ElectricRCAircraftGuy / PDF2SearchablePDF

`pdf2searchablepdf input.pdf` = voila! "input_searchable.pdf" is created & now has searchable text!
MIT License
127 stars 14 forks source link

Make pdftoppm use multiple cpu cores #1

Open ElectricRCAircraftGuy opened 5 years ago

ElectricRCAircraftGuy commented 5 years ago

pdftoppm is a single-threaded Program but can be made to utilize multiple cores and drastically speed up total processing time as follows: See how many cores you have. See how many pages are in the PDF. Split the PDF into chunks. Have one process of pdftoppm per core, each processing a different chunk of the PDF. Once all processes are complete, continue on.

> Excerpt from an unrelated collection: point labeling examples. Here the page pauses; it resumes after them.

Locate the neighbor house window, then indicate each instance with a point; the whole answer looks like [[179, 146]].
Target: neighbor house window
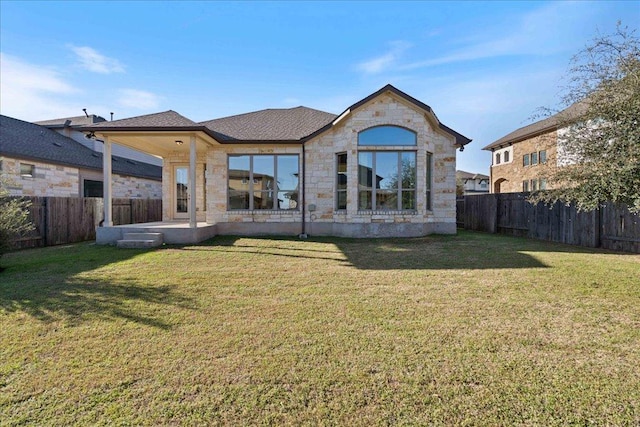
[[543, 156], [543, 184], [92, 188], [387, 135], [429, 178], [263, 182], [386, 180], [341, 181], [27, 170]]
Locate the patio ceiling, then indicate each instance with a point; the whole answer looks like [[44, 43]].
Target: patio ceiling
[[159, 143]]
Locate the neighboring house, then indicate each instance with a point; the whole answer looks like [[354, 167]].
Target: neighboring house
[[385, 166], [518, 158], [68, 126], [473, 183], [41, 162]]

ElectricRCAircraftGuy commented 1 year ago

Note to self: nproc on Linux shows the number of cores. See $(nproc) used in my answer here: https://askubuntu.com/a/1479490/327339

I could probably just use xargs for this, like I do there to unzip files in parallel:

# Unzip all files
time find . -maxdepth 1 -type f -iname "*.zip" -print0 | xargs -0 -I{} -n 1 -P $(nproc) unar -f {}

Parallelize all parts of the program where able.